31 322
Kinderopvang

nr. 68
BRIEF VAN DE STAATSSECRETARIS VAN ONDERWIJS, CULTUUR EN WETENSCHAP

Aan de Voorzitter van de Tweede Kamer der Staten-Generaal

Den Haag, 11 september 2009

Bijgaand stuur ik u het rapport Pedagogische kwaliteit van buitenschoolse opvang: de ontwikkeling van een meetinstrument.1 Dit rapport is opgesteld door het SCO-Kohnstamm Instituut in opdracht van het ministerie van Onderwijs, Cultuur en Wetenschap. Aanleiding voor dit rapport is de motie Koşer Kaya van 19 oktober 2006 (Kamerstukken II, 2006–2007, 30 676 nr. 20).

In aansluiting op deze motie zijn twee (voor)onderzoeken uitgevoerd.
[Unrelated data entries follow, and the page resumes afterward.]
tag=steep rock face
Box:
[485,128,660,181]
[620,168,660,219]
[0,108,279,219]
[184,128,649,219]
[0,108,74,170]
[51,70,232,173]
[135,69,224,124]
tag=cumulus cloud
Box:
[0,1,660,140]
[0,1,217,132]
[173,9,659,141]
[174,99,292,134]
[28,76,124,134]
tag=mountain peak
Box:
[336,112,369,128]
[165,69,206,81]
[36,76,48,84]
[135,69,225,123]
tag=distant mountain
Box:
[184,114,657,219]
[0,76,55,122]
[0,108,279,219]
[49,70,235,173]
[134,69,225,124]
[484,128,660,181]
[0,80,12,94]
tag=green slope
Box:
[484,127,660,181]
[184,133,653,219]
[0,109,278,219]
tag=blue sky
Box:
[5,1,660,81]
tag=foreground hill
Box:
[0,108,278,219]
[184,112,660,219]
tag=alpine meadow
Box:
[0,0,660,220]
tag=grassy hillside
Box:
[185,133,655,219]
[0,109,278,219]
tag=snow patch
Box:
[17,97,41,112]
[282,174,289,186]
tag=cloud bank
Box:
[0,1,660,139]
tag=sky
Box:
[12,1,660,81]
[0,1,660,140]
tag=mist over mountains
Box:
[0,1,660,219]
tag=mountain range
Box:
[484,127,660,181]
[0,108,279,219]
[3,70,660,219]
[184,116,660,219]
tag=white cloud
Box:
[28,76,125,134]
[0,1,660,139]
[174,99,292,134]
In het eerste onderzoek heeft een brede inventarisatie plaatsgevonden onder diverse groepen betrokkenen bij de buitenschoolse opvang, met als doel vast te stellen wat nu de pedagogische kwaliteiten zijn die deskundigen, pedagogisch medewerkers, aanbieders, ouders, kinderen van belang vinden voor goede buitenschoolse opvang. Het resultaat (Chillen, Skaten, Gamen; opvattingen over kwalitatief goede buitenschoolse opvang in Nederland) heb ik u op 30 januari 2008 aangeboden (Kamerstukken II, 31 322, nr. 3).

Vervolgens is er een meetinstrument ontwikkeld waarmee de pedagogische kwaliteit van buitenschoolse opvang in beeld kan worden gebracht. In dat meetinstrument staat het theoretisch model dat ten grondslag ligt aan de Wet kinderopvang centraal2, in combinatie met de criteria zoals ze uit het inventarisatieonderzoek naar voren kwamen.
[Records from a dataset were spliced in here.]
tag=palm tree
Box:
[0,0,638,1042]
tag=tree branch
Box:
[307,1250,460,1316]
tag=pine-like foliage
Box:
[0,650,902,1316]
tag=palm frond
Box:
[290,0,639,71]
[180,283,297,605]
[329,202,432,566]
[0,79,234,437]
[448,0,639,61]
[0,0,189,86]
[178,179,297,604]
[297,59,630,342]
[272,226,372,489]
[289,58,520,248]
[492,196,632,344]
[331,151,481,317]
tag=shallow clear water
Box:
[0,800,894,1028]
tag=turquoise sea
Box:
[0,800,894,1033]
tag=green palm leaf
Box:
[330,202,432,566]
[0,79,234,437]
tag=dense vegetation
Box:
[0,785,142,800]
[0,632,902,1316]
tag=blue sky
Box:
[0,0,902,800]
Met dit instrument is het nu mogelijk een landelijk peilingonderzoek uit te voeren dat de pedagogische kwaliteit van de buitenschoolse opvang in Nederland in kaart brengt. Over de uitkomsten van dit onderzoek wordt uw Kamer als vanzelfsprekend geïnformeerd.

De staatssecretaris van Onderwijs, Cultuur en Wetenschap,

S. A. M. Dijksma


XNoot
1

Ter inzage gelegd bij het Centraal Informatiepunt Tweede Kamer.

XNoot
2

Vertaald naar de buitenschoolse opvang gaat het dan om vier pedagogische basisdoelen:

1. Het bieden van emotionele en fysieke veiligheid aan alle kinderen.

2. Het bevorderen van persoonlijke competentie van de kinderen.

3. Het bevorderen van sociale competentie.

4. Socialisatie en de overdracht van normen en waarden.